One shot rang out and the boy dropped to the ground, a bullet was lodged in his forehead. He dropped like a rock, instantly dead.

Shawn saw the spot where the bullet penetrated the boy's head. He knew it would be a fatal wound the second Kim fired. Kim was ROK, a former member of the Army of the Republic of Korea. They were the toughest of the tough, the very best.

The older man made as if to raise his rifle, but Kim pulled back the hammer of his pistol. It made an ominous clicking sound. He took aim at the man's stomach, "Drop your rifle to the ground, and tell your comrades to do the same." Kim was using a dialect Shawn didn't clearly recognize, but understood its meaning clearly.

All the boys in the man's company dropped their weapons.

Kim kept his pistol trained on the older man's belly, "You are welcome to bring any of your sick or hungry to our camp.

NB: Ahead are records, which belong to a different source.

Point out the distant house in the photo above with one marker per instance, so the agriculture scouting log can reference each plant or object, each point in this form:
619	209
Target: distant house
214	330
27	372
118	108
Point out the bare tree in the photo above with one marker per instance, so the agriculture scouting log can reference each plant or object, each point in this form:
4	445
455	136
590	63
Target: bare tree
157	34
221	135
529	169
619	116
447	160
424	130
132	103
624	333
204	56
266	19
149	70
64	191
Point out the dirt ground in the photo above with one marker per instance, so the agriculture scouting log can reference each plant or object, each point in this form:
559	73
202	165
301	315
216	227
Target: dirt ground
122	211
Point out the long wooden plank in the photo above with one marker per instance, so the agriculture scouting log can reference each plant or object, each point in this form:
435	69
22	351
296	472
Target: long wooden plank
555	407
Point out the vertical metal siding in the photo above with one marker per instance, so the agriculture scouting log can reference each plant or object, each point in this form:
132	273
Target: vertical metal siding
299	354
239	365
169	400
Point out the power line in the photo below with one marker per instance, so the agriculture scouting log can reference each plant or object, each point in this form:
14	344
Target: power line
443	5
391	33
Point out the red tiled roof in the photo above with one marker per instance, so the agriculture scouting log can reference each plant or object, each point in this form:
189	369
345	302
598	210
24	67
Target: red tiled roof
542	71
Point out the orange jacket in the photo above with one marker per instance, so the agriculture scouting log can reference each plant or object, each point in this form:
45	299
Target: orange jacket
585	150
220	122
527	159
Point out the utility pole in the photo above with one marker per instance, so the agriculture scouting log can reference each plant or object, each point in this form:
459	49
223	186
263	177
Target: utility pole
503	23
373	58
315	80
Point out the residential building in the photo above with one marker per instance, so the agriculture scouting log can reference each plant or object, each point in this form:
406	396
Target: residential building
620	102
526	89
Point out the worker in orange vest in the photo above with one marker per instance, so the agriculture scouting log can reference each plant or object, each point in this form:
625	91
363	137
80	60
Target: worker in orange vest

We will be glad to help them, but we cannot give away what doesn't belong to us." He gave the older man a look of genuine entreaty, "We're only here to help the people; nothing more nothing less. If you come here for help, we will help you. We ask no questions, we keep no records other than how many come and how many we help."

The older man offered no comment. He turned to his comrades and signaled for them to follow. They disappeared as quietly as they had come.

As soon as the group of men disappeared everyone breathed a sigh of relief.

Shawn asked, "Was that what I think it was?"